五、喧哗之嘈杂,由于艺术上的盲目
尽管这篇文章还有其他方面的优点,但是,这个毛病给那些对余秋雨有成见的人抓住了。抓得很准,当代散文的确有滥情的倾向,以小女子散文、旅游散文为代表,一味抒情,看见花抒情一番,细雨霏霏来一番,阳光灿烂来一番,看见个弥勒佛来一番,走到山顶又来一番,看见美丽女郎也来一番,这么一番,那么一番,除了老太婆,都可以来一番。(大笑声)有一种说法,很刻薄,就是放个屁,也能来一番,一番就是一千字。(笑声)这种抒情,就不仅仅是滥情,而且是烂情,滥情,感情的腐烂,感情的泛滥。但是,余秋雨并没有这么一番,那么一番啊!但是,有一个人,或者叫作家伙吧,他就把这样一番,那么一番,当成余秋雨的一番了。(笑声)他特别恼火,说,余秋雨这么一番,那么一番,我受不了、这是伪浪漫主义,假浪漫主义这是很粗暴的,很不讲道理的。但是,由于传媒炒作,这样的不粗暴,成了一种盲目的潮流,一群文化暴民,群起而攻之,根本不讲理。有一篇文章还登在贵州一个大学的学报上,说整个《文化苦旅》中,有七种气,哪七种气呢?第一,叫文化系苦旅气、霸气。我不知道什么是霸气,余秋雨的文章很温柔嘛,哪有什么霸气,义不是大批判;第二,商贾气,就是做生意的味道,我电不大理解,可能是,我头脑有点迟钝,余秋雨的散文中,我并没看到什么做生意的味道;第三,小儒气,小儒啊,小知识分子气,我想这个人的气魄可能太大,余秋雨都是小知识分子,那么他大概是一个大知识分子,我不知道他有多大,也可能身高和姚明差不多吧!(大笑声)第四,八股气,我也想象不出来,八股是科举考试的格式啊,余秋雨是打破杨朔、刘白羽模式的啊!第五,再来个童稚气、小孩气,我也觉得好像不对头,余秋雨不太天真哪!第六,就是猥亵气,猥亵气就是有一点色情的味道了,余秋雨的散文里,并没有什么男女关系的文章;最后第七是,市井气。我觉得这样的文章,实在是斯文扫地,暴露了作者文化人格的低劣。我倒想说,文章的作者也有一气,什么气呢?叫痞气,完全是个痞子文章,以这样的痞子文章来围剿余秋雨,还不可能掀起围攻的高潮。高潮的标志我的朋友朱大可的出马,这个人是蛮有学问的,但是他写文章往往是两个极端,要么写得才华横溢,叫人拍案叫绝,要么就写得很凶暴,叫人晕头转向。(大笑声)

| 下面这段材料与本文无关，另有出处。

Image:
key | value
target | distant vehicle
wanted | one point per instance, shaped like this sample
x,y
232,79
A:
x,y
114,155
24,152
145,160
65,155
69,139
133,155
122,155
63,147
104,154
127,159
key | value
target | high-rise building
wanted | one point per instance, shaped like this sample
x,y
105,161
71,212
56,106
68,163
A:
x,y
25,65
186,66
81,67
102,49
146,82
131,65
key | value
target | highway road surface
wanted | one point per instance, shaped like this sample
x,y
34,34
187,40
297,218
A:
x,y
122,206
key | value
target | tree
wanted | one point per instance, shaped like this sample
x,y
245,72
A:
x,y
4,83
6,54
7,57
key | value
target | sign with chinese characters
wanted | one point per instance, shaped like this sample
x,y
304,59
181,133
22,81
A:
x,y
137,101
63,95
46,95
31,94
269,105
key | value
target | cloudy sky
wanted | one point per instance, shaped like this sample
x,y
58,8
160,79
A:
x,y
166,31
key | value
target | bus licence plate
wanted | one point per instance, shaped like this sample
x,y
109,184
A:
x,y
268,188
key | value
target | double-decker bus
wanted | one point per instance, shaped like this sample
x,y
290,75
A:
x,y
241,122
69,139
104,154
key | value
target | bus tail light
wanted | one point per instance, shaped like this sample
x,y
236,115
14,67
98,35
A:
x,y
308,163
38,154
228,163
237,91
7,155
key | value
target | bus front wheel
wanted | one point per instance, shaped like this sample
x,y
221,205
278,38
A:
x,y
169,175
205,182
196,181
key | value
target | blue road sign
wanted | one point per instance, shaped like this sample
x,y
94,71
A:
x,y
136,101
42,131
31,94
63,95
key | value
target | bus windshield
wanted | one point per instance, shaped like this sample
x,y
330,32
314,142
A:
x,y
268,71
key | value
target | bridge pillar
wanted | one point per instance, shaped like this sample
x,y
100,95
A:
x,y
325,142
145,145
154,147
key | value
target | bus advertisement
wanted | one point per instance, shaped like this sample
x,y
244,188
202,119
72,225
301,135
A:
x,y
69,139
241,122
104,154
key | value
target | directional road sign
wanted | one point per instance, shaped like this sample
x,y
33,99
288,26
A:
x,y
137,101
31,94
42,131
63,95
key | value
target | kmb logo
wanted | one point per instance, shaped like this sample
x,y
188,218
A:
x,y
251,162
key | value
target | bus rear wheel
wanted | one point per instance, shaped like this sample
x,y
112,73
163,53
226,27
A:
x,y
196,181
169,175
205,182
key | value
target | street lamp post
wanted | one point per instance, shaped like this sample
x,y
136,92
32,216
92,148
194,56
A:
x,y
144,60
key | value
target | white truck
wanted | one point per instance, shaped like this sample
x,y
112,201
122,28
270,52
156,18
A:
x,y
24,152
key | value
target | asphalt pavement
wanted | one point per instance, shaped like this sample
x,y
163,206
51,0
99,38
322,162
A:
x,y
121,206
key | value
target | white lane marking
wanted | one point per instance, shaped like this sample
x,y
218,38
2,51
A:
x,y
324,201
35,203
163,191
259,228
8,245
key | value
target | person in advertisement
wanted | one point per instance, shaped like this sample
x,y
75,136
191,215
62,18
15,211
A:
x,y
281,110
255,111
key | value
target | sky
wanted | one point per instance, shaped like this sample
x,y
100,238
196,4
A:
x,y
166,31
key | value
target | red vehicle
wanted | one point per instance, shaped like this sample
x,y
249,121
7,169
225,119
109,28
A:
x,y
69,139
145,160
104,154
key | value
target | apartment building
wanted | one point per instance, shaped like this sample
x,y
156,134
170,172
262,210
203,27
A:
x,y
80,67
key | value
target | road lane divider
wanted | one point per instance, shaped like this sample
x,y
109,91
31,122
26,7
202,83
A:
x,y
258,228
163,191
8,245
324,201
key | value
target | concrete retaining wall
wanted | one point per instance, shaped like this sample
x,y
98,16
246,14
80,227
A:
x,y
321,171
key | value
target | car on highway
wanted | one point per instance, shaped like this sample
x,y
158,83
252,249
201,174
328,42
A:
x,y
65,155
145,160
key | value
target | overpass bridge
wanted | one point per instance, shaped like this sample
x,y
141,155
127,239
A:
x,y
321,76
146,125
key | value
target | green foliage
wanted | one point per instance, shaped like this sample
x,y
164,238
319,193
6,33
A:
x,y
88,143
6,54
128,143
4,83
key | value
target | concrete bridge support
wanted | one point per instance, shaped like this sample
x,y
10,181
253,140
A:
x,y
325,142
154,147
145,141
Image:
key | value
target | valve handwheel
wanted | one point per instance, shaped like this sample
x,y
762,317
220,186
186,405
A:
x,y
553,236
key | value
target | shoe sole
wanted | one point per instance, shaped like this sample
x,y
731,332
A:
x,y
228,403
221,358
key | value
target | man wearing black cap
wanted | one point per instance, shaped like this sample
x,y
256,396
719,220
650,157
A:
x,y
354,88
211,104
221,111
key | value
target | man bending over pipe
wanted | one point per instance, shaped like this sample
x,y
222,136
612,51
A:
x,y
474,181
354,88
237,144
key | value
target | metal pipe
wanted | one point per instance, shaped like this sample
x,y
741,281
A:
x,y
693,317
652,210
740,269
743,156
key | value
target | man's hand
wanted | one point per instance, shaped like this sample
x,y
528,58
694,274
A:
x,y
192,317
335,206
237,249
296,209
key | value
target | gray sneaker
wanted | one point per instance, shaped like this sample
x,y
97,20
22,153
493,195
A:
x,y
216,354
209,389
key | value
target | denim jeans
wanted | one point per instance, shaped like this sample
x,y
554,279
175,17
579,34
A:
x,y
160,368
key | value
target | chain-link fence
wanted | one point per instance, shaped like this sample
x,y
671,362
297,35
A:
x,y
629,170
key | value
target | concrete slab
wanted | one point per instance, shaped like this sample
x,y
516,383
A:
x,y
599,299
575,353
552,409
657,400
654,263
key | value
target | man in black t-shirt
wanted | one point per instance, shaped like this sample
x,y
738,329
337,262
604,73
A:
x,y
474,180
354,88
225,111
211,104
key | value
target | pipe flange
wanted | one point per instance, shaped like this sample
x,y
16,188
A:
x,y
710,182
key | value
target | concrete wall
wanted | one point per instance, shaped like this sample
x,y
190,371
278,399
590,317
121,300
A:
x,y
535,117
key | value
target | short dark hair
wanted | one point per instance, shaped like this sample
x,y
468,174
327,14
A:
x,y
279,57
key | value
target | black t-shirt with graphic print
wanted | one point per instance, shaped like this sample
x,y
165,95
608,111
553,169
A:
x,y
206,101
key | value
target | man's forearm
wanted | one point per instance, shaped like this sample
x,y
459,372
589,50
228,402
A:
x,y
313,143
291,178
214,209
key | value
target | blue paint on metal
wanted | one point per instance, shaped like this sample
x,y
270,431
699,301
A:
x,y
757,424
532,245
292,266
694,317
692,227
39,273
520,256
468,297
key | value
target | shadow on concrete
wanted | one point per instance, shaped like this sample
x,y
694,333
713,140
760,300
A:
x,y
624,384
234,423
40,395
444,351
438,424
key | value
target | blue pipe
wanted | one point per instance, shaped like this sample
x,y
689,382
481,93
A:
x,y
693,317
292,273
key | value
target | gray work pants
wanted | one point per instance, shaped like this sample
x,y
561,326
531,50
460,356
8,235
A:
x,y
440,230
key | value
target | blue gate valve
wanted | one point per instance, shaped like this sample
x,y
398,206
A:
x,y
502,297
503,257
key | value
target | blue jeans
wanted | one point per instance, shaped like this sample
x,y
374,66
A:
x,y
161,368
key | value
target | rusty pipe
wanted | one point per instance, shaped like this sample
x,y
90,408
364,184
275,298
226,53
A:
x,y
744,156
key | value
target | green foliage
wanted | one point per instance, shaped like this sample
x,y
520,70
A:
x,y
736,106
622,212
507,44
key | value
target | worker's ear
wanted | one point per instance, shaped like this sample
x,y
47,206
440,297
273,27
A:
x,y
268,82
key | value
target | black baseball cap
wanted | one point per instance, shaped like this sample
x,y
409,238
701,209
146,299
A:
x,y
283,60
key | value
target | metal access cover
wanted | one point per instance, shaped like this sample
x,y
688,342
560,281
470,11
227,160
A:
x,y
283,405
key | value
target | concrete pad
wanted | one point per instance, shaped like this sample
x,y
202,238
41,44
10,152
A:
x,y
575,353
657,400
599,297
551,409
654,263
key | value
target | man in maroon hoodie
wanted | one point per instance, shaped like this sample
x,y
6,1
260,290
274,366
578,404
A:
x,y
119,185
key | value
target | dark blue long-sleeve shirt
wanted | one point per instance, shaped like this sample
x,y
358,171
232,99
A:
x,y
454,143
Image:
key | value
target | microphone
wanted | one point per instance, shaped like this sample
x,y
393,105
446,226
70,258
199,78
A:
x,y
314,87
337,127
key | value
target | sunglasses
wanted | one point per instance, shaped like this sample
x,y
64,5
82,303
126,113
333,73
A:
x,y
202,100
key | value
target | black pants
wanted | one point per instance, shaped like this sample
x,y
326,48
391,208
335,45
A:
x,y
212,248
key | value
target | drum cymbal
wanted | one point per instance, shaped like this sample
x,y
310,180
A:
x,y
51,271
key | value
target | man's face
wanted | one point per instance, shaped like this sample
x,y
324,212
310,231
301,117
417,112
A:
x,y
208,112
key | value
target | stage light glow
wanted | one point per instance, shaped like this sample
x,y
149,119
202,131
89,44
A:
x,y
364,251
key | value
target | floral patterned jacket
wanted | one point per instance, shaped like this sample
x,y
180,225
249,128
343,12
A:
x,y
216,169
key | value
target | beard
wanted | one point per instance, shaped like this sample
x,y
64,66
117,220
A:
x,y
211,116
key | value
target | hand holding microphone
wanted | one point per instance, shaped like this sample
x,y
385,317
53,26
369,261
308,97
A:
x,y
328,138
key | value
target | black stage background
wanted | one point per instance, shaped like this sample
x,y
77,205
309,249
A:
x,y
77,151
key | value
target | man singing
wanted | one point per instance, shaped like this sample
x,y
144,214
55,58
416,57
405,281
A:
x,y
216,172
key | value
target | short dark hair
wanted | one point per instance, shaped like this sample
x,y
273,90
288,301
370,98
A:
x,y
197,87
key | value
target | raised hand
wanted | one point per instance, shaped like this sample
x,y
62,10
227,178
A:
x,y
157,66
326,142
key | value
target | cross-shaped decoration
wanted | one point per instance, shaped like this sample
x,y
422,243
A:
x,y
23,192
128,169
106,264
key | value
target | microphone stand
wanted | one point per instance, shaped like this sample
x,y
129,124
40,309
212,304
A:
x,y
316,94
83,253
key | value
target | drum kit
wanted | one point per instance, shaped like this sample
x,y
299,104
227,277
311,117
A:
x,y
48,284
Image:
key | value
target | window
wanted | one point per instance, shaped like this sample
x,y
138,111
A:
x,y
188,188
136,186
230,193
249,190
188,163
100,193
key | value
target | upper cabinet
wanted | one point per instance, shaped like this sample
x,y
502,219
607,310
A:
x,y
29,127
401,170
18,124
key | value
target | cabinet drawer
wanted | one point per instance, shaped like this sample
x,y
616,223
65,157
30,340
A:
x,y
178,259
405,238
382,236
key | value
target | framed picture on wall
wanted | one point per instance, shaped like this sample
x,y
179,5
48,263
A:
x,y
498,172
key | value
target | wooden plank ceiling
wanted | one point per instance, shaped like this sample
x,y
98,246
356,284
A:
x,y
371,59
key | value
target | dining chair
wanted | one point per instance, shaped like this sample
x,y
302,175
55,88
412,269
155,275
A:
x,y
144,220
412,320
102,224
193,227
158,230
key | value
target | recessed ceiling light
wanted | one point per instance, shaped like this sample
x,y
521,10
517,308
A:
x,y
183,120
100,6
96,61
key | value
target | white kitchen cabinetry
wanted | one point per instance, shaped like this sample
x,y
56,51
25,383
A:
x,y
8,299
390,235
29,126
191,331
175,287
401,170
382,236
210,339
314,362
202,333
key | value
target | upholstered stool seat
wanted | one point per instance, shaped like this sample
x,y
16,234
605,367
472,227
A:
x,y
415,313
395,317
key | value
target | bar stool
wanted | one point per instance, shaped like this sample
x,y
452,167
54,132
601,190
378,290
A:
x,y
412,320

朱大可早在1985年就崭露头角,当时谢晋的电影《天云山传奇》、《芙蓉镇》正红遍大江南北,长城内外,他却出来批判谢晋的电影,说谢晋的电影是煽情电影,已经过时了。那时大家接受不了,过了几年,果然谢晋所代表的那种艺术,日薄西山,张艺谋横空出世取而代之了。他还有一篇文章《天鹅绒审判和诺贝尔主义的终结》也是很著名的。高行健获得诺贝尔奖,是什么原因?是因为瑞典的皇家学院要把诺贝尔奖给予用汉语写作的人,不然,在世界上人口最多的国家没有多大影响,但他们又不愿意给中国大陆的作家,就想了一条诡计,给一个以汉语写作,又不是中国公民,弄来弄去弄了个高行健。这篇文章写得可谓精彩绝伦,相比起来,他写余秋雨的文章就不很精彩了,当然,出语惊人是一样的。他说,上海市公安部门扫黄打非,抓到了一个卖淫女,带着个手提袋,袋里有三样东西,一样是口红,一样是避孕套,一样是《文化苦旅》。(笑声)他说《文化苦旅》啊,实际上是“文化口红”,“文化避孕套”。这就太刻毒,太刁钻了。(大笑声)朱大可的文章,我是很喜欢的,但我不能不说他有的时候说话走火。在他看来,谢晋就够煽情了,余秋雨就更加煽情了。煽情呀、滥情呀、矫情呀,帽子加帽子,但是,没有多少具体分析。后来呢,有人进一步说,余秋雨啊,号称文化散文,其实,没有文化,《文化苦旅》也没有建构什么文化,他的散文就是“文化衰败”的标本。到了这个四川文艺出版社出《“审判”余秋雨》的时候呢,事情就更严重了。余秋雨不仅要为自己的散文滥情负责,而且犯下了“谋杀”当代散文的罪行。话是这样讲的:“装腔作势谋杀了散文的真实平易,”“余氏的矫揉造作谋杀了散文的真诚深刻”。虽然话说的是耸人听闻,但是我们听话听音,锣鼓听声。它背后是个什么准则起作用呢?就是反抒情,这些人中,有的人水准比较高,像朱大可;有的人水准比较低,像王强之类的,他们有一个共同的文化背景,就是到了上个世纪50年代以后,世界文学的整个潮流,已经开始压缩、收敛抒情,逃避抒情,强调智性。当代前卫诗歌不抒情了,强调的是感觉和智性。西方现代派的小说和戏剧,都追求人生的终极关怀,人生的哲理。法国作家加缪就强调他的艺术作品都是他的哲学的一种图解。就是强调智性的冷峻而拒绝陷于强烈的感情。这个潮流,已经不能审美来概括,我就给它一个名字叫“审智”,在英语里还没有。我用英语构词法造了一个词intellct—aesthetics,或者examing—entellctural。我这样,完全是为了便于英语国家的学者引进我们国家的理论啊,是同情他们不懂汉语呀!(大笑声、鼓掌声)我们中国学者不懂英文,就不能过日子,就要被一些人瞧不起,他们不懂汉语,照样神气活现哦!(笑声)谁让我们处于弱势文化的地位上呢。唉!这个世界可真是不平等哦!(笑声)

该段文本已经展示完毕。